The death penalty continued to roil political waters in Florida in the last few weeks.
Late last month, the U.S. Supreme Court denied an appeal by state Attorney General Pam Bondi to review an October 2016 state Supreme Court ruling requiring unanimous jury verdicts in death penalty sentencing. That ruling meant that as many as 200 condemned inmates who were sentenced after 2002 could get resentencing hearings. As is customary, the U.S. Supreme Court denied the writ of certiorari without comment.
Meanwhile, Orange County State Attorney Aramis Ayala and Gov. Rick Scott will be in state Supreme Court on June 28 for oral argument, the Orlando Sentinel reports. After Ayala announced shortly after taking office in January that she wouldn’t seek death sentences in any capital cases in her district, Scott took 23 death penalty cases away from her office. Ayala then sued Scott saying he didn’t have the authority to do so.

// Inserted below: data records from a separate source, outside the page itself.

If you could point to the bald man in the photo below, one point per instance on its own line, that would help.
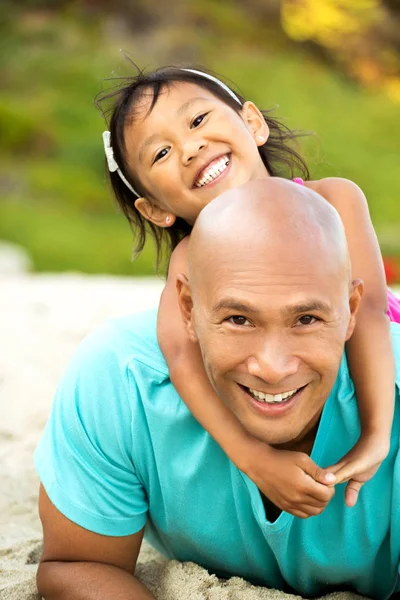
(270, 301)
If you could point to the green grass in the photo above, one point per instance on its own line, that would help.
(53, 196)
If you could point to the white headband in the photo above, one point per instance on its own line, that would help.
(112, 163)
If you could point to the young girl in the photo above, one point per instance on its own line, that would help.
(180, 137)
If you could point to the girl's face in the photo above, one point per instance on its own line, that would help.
(189, 149)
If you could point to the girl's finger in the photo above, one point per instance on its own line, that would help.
(352, 491)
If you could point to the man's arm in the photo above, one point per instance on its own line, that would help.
(78, 564)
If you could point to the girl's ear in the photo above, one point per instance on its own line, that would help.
(254, 119)
(154, 214)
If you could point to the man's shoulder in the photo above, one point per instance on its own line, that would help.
(395, 330)
(122, 340)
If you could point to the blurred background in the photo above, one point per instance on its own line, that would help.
(328, 66)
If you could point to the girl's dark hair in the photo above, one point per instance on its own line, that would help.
(277, 154)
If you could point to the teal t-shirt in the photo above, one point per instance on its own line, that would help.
(121, 451)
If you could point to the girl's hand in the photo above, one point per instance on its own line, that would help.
(290, 480)
(360, 464)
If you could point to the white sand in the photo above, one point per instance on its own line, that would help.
(42, 319)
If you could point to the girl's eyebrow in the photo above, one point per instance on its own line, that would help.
(183, 108)
(145, 144)
(188, 104)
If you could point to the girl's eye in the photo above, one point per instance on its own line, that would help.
(198, 120)
(160, 155)
(238, 320)
(307, 320)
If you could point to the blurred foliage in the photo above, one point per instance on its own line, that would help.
(363, 36)
(55, 56)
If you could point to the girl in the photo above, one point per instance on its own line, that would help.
(180, 137)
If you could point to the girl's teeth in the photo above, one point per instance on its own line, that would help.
(272, 398)
(213, 172)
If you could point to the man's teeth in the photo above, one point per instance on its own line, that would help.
(272, 398)
(216, 168)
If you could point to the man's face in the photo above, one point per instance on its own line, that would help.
(272, 334)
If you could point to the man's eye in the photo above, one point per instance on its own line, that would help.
(160, 155)
(238, 320)
(198, 120)
(307, 320)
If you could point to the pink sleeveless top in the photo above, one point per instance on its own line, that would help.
(393, 301)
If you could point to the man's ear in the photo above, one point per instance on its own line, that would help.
(356, 292)
(186, 305)
(254, 119)
(153, 213)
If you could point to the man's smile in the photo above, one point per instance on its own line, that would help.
(273, 404)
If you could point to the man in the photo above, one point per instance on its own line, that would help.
(269, 299)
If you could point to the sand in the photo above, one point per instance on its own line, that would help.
(42, 319)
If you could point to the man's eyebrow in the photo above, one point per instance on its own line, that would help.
(308, 306)
(232, 304)
(243, 307)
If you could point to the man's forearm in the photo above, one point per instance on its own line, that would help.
(58, 580)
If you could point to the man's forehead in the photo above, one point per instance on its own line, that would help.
(281, 301)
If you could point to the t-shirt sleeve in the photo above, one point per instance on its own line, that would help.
(85, 458)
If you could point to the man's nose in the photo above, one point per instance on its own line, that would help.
(273, 360)
(192, 148)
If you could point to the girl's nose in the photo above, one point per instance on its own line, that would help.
(191, 149)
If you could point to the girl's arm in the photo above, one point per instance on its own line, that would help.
(369, 351)
(288, 479)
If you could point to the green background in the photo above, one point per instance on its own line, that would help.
(55, 58)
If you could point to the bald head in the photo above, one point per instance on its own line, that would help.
(272, 216)
(270, 303)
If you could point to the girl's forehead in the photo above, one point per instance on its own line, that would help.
(178, 94)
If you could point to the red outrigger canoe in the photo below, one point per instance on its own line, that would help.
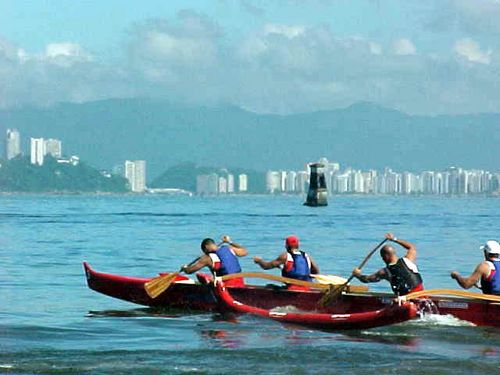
(325, 318)
(351, 311)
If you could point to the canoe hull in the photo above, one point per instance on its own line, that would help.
(325, 319)
(191, 295)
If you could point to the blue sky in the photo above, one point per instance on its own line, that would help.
(268, 56)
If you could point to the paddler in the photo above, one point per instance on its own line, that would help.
(294, 263)
(402, 273)
(221, 259)
(488, 271)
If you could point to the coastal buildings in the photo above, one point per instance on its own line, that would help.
(135, 173)
(242, 183)
(37, 148)
(452, 181)
(40, 147)
(12, 144)
(221, 183)
(53, 147)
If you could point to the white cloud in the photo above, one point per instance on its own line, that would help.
(277, 68)
(289, 31)
(403, 47)
(470, 50)
(375, 48)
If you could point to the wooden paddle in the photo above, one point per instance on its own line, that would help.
(450, 292)
(287, 280)
(336, 290)
(159, 284)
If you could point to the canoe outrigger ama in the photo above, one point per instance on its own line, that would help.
(352, 310)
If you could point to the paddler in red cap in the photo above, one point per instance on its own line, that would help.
(488, 271)
(294, 263)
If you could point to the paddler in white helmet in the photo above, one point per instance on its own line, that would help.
(488, 271)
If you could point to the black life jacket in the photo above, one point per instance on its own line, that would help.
(403, 280)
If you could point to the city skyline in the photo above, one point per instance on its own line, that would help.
(450, 181)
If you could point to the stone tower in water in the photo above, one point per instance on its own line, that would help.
(317, 194)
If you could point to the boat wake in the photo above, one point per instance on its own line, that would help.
(440, 320)
(286, 309)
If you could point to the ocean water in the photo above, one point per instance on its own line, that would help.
(51, 323)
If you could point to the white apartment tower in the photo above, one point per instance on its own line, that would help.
(135, 173)
(53, 147)
(12, 144)
(242, 183)
(37, 151)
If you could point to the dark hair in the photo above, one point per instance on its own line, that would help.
(205, 242)
(386, 250)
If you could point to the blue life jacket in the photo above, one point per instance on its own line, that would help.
(492, 285)
(225, 262)
(297, 266)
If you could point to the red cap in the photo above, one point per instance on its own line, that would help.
(292, 241)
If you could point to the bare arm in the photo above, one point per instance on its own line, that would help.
(373, 278)
(238, 249)
(411, 250)
(314, 266)
(468, 282)
(204, 261)
(272, 264)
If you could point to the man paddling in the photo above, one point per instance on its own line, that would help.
(221, 259)
(402, 273)
(295, 263)
(488, 271)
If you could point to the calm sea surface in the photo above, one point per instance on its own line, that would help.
(51, 323)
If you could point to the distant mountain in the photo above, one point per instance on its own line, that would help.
(19, 175)
(183, 176)
(363, 135)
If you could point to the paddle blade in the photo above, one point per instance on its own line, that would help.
(159, 284)
(329, 279)
(331, 295)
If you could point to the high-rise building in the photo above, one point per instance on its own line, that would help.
(222, 185)
(12, 144)
(230, 183)
(135, 173)
(207, 184)
(273, 182)
(37, 150)
(290, 182)
(53, 147)
(302, 184)
(242, 183)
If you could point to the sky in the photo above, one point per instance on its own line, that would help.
(281, 56)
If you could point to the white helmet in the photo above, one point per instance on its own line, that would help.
(491, 247)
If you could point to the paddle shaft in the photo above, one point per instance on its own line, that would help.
(367, 258)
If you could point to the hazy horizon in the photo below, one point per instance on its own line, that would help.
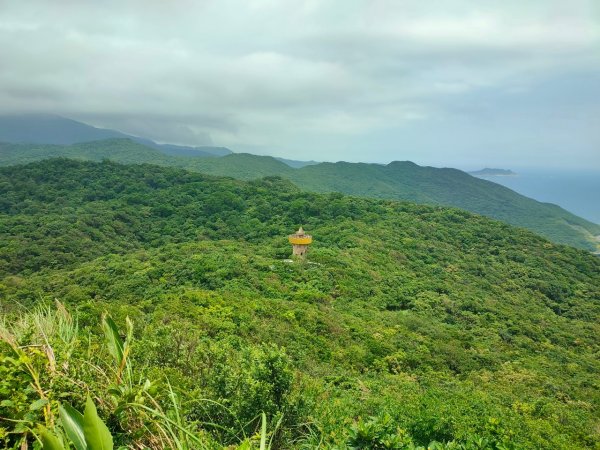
(493, 85)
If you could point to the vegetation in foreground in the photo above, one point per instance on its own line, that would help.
(407, 325)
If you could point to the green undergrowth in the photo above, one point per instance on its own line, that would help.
(407, 326)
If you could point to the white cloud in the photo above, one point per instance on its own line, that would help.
(273, 75)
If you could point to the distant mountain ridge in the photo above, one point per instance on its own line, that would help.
(399, 180)
(492, 172)
(53, 129)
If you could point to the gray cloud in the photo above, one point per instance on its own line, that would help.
(454, 83)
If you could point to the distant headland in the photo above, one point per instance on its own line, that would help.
(487, 172)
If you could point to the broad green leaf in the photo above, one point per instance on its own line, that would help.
(97, 435)
(38, 404)
(49, 440)
(72, 421)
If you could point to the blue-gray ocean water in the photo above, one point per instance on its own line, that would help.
(577, 192)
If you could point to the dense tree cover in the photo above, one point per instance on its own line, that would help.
(397, 180)
(408, 324)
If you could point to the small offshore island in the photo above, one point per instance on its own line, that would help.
(487, 172)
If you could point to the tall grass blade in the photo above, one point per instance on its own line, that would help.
(263, 433)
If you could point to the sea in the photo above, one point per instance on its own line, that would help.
(575, 191)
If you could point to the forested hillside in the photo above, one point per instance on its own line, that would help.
(408, 324)
(397, 180)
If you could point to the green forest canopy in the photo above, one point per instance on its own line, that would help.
(397, 180)
(408, 324)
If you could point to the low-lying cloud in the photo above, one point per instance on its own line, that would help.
(454, 83)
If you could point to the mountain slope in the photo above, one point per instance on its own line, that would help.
(444, 324)
(397, 180)
(57, 130)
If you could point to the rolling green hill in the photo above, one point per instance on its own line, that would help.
(408, 323)
(397, 180)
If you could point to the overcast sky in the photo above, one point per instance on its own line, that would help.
(446, 83)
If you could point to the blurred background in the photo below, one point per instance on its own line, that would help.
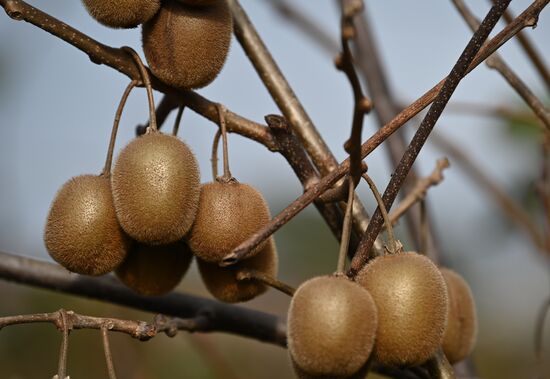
(57, 109)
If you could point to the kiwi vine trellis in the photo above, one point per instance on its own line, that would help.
(296, 138)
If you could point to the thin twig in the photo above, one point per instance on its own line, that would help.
(458, 72)
(294, 153)
(107, 351)
(214, 156)
(65, 326)
(288, 103)
(531, 52)
(496, 62)
(419, 191)
(220, 317)
(109, 160)
(525, 19)
(177, 122)
(267, 280)
(346, 230)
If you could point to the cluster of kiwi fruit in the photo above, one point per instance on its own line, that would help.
(185, 42)
(147, 219)
(400, 310)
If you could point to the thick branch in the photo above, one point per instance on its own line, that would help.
(288, 103)
(140, 330)
(527, 18)
(458, 72)
(220, 317)
(122, 62)
(496, 62)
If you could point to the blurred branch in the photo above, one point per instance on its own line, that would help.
(514, 212)
(420, 189)
(310, 28)
(137, 329)
(496, 62)
(288, 103)
(191, 313)
(531, 52)
(459, 71)
(219, 317)
(121, 61)
(525, 19)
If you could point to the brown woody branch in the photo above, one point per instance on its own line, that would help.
(525, 19)
(140, 330)
(531, 52)
(288, 103)
(122, 62)
(419, 191)
(496, 62)
(218, 316)
(458, 72)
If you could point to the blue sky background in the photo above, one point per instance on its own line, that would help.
(57, 110)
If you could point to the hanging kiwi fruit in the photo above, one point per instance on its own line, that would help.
(461, 331)
(155, 183)
(224, 282)
(186, 46)
(332, 321)
(122, 13)
(332, 325)
(411, 298)
(82, 232)
(155, 270)
(229, 212)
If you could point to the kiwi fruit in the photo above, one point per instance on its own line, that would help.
(155, 270)
(229, 213)
(186, 47)
(82, 232)
(199, 3)
(156, 187)
(461, 331)
(411, 297)
(332, 324)
(222, 282)
(122, 13)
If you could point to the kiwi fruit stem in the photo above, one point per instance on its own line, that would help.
(226, 172)
(423, 228)
(214, 158)
(393, 246)
(439, 367)
(147, 82)
(178, 120)
(267, 280)
(346, 229)
(109, 160)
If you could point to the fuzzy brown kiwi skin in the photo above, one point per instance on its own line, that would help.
(82, 232)
(301, 374)
(122, 13)
(199, 3)
(461, 331)
(228, 214)
(156, 184)
(222, 282)
(411, 297)
(332, 324)
(185, 46)
(155, 270)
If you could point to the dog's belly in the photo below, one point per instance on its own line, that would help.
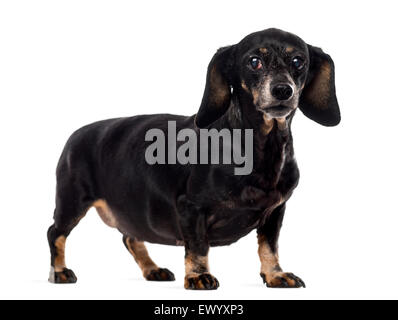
(229, 225)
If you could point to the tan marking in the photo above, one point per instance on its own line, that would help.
(193, 263)
(141, 256)
(268, 124)
(59, 261)
(219, 90)
(270, 265)
(282, 124)
(318, 90)
(105, 213)
(269, 260)
(244, 86)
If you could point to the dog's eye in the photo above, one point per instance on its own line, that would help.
(298, 63)
(256, 63)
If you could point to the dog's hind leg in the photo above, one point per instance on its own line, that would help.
(71, 207)
(149, 269)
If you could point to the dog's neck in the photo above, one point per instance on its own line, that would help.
(242, 114)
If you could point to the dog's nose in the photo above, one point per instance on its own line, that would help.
(282, 91)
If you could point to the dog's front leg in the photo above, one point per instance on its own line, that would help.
(268, 235)
(194, 231)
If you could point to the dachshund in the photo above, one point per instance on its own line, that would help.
(257, 85)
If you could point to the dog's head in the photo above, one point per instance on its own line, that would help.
(277, 72)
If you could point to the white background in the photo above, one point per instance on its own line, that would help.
(64, 64)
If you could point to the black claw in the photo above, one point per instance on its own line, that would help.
(160, 275)
(284, 283)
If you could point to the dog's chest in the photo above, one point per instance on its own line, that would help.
(253, 197)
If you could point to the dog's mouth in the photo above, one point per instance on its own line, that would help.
(277, 111)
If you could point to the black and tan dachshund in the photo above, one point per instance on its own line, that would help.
(256, 84)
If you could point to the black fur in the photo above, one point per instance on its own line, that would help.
(195, 205)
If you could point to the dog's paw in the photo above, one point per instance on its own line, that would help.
(282, 280)
(160, 275)
(204, 281)
(64, 276)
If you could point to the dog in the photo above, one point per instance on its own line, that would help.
(256, 84)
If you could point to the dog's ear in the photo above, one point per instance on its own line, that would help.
(318, 100)
(217, 95)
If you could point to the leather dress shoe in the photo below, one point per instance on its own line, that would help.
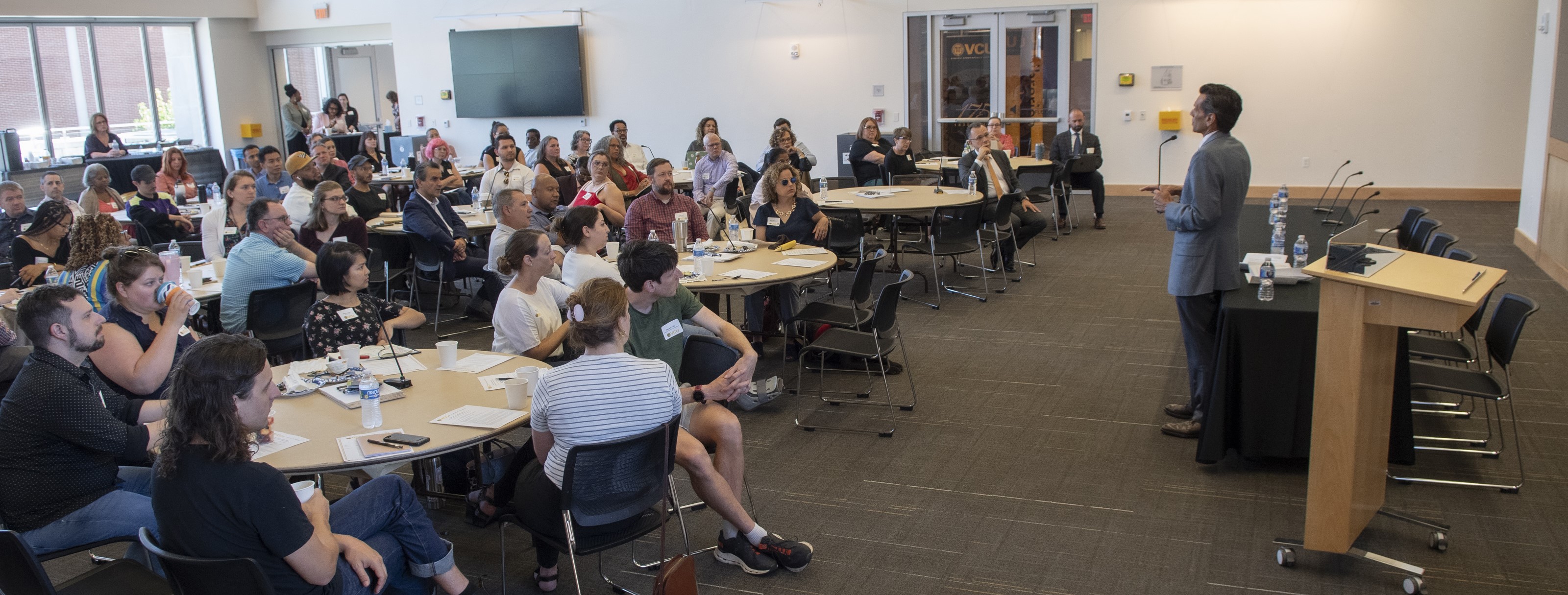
(1183, 429)
(1180, 411)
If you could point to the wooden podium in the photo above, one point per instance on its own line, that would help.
(1358, 326)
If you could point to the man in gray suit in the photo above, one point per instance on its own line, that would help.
(1205, 215)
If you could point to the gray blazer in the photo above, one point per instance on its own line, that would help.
(1208, 218)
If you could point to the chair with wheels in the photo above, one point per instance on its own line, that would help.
(1487, 386)
(276, 317)
(192, 575)
(611, 483)
(872, 347)
(21, 572)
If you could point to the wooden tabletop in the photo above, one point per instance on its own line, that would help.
(918, 201)
(435, 392)
(479, 221)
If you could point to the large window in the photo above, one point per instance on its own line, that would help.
(143, 77)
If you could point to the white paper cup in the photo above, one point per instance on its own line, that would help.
(449, 353)
(516, 394)
(532, 375)
(303, 491)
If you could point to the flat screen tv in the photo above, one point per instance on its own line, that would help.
(518, 72)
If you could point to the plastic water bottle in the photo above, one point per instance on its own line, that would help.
(369, 402)
(1266, 284)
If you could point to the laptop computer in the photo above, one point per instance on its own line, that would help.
(1350, 253)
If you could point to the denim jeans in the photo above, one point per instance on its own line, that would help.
(386, 516)
(120, 513)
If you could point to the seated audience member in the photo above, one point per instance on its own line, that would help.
(901, 162)
(529, 310)
(98, 238)
(706, 126)
(300, 196)
(267, 257)
(429, 215)
(43, 245)
(323, 156)
(272, 182)
(54, 189)
(330, 121)
(868, 154)
(995, 177)
(596, 190)
(368, 203)
(509, 173)
(347, 317)
(154, 211)
(711, 184)
(102, 144)
(330, 220)
(586, 234)
(98, 196)
(67, 434)
(214, 501)
(623, 173)
(15, 216)
(659, 209)
(142, 337)
(174, 177)
(225, 224)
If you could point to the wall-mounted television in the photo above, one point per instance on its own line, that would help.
(518, 72)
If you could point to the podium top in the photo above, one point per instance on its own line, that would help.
(1421, 275)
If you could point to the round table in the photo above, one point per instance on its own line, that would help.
(435, 392)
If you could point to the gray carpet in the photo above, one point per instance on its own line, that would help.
(1034, 462)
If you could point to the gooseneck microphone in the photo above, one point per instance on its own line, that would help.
(1319, 206)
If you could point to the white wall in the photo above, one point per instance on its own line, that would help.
(1420, 93)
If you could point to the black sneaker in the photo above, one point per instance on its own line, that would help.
(794, 556)
(739, 552)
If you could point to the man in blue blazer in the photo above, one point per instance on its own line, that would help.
(1205, 214)
(430, 216)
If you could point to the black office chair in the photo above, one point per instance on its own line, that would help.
(21, 573)
(276, 317)
(1439, 243)
(200, 575)
(611, 483)
(1503, 337)
(872, 347)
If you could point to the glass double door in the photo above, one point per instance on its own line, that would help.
(1007, 65)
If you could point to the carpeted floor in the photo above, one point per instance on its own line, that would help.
(1034, 461)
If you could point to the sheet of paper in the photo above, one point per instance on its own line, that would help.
(280, 442)
(390, 368)
(805, 263)
(479, 417)
(477, 364)
(349, 445)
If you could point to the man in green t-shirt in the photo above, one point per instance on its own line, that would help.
(659, 306)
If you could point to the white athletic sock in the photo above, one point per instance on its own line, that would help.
(755, 536)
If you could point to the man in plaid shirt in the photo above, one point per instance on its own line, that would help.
(661, 207)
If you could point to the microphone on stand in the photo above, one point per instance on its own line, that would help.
(1337, 223)
(1319, 206)
(1365, 206)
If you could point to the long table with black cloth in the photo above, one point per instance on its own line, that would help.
(1261, 405)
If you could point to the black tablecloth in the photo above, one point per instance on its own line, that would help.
(1263, 397)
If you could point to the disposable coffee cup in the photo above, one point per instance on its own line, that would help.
(516, 394)
(303, 491)
(532, 375)
(449, 353)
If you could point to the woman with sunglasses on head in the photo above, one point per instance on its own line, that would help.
(43, 245)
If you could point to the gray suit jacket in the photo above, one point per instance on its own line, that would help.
(1208, 220)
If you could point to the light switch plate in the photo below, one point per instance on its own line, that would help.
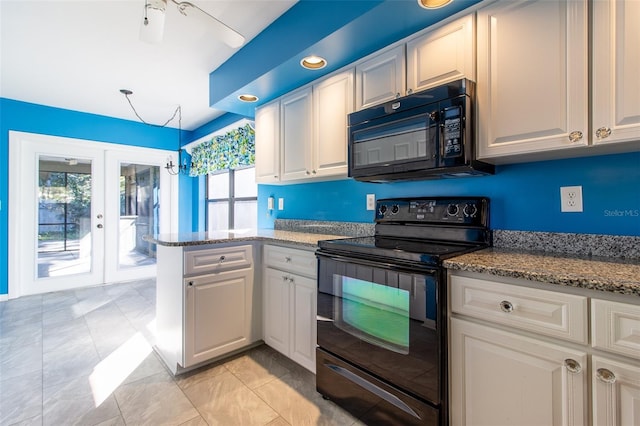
(371, 201)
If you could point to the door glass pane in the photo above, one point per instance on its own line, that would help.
(218, 215)
(245, 214)
(245, 183)
(218, 185)
(64, 216)
(139, 214)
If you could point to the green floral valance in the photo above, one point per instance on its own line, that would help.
(234, 149)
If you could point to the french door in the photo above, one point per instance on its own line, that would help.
(79, 212)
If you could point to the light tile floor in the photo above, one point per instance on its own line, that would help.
(85, 357)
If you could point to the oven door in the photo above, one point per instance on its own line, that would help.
(383, 319)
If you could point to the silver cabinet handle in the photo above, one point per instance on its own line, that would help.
(603, 132)
(575, 136)
(605, 375)
(506, 306)
(572, 366)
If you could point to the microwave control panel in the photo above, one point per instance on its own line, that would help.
(452, 132)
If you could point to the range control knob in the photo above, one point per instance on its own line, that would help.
(452, 209)
(470, 210)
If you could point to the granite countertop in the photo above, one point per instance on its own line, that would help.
(604, 274)
(304, 239)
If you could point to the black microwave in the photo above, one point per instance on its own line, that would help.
(425, 135)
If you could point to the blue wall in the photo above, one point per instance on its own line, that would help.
(32, 118)
(523, 197)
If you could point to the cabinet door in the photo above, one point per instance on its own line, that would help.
(332, 101)
(532, 77)
(442, 55)
(616, 68)
(616, 393)
(268, 143)
(303, 322)
(217, 315)
(381, 78)
(296, 135)
(500, 378)
(276, 310)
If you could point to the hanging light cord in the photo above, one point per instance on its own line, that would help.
(178, 112)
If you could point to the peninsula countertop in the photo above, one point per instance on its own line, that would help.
(304, 239)
(604, 274)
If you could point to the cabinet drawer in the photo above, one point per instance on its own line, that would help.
(291, 260)
(615, 327)
(207, 261)
(540, 311)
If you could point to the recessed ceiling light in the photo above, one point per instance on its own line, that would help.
(248, 98)
(313, 62)
(433, 4)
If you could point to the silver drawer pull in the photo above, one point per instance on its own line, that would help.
(506, 306)
(603, 132)
(572, 366)
(605, 375)
(575, 136)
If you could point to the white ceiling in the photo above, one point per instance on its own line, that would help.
(78, 54)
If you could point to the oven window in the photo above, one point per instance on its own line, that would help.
(372, 312)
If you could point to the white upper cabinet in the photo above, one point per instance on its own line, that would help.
(296, 124)
(268, 143)
(380, 78)
(532, 77)
(302, 136)
(442, 55)
(616, 71)
(332, 102)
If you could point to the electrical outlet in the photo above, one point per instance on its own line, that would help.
(570, 198)
(371, 201)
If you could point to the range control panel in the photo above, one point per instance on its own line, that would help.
(468, 211)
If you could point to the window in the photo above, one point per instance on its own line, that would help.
(232, 199)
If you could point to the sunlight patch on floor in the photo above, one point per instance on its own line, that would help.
(113, 370)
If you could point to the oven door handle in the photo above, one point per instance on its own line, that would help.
(380, 264)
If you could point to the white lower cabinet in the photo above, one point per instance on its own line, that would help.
(616, 392)
(289, 304)
(500, 378)
(206, 303)
(217, 315)
(521, 355)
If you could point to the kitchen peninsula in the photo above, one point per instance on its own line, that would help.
(209, 291)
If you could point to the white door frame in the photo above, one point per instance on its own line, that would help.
(22, 250)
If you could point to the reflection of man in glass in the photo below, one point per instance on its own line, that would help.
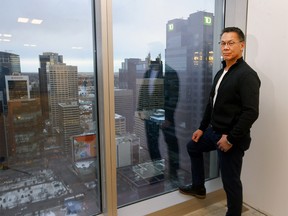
(158, 98)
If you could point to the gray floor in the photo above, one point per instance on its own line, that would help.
(219, 209)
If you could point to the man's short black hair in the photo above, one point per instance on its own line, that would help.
(237, 30)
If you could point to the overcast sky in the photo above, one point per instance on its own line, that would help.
(138, 28)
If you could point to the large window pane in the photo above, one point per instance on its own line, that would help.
(163, 59)
(48, 117)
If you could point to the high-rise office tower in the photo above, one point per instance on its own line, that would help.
(124, 106)
(189, 51)
(69, 125)
(62, 87)
(9, 65)
(47, 58)
(3, 149)
(22, 129)
(132, 69)
(17, 87)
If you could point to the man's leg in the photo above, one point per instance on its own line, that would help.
(152, 133)
(195, 150)
(231, 165)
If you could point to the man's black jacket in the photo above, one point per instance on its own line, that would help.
(237, 105)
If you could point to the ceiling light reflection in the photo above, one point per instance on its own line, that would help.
(36, 21)
(23, 20)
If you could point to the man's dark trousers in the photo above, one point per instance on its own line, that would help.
(230, 166)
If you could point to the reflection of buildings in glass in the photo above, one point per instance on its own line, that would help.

One of the cases Scott removed from Ayala was that of Juan Rosario, who was sentenced to death in Orange County last week for the murder of an 85-year-old woman in 2013. State Attorney Brad King prosecuted Rosario. The Orlando Sentinel reports that this was the first Orange County capital case tried under Florida’s new statute requiring a unanimous jury to render a death sentence.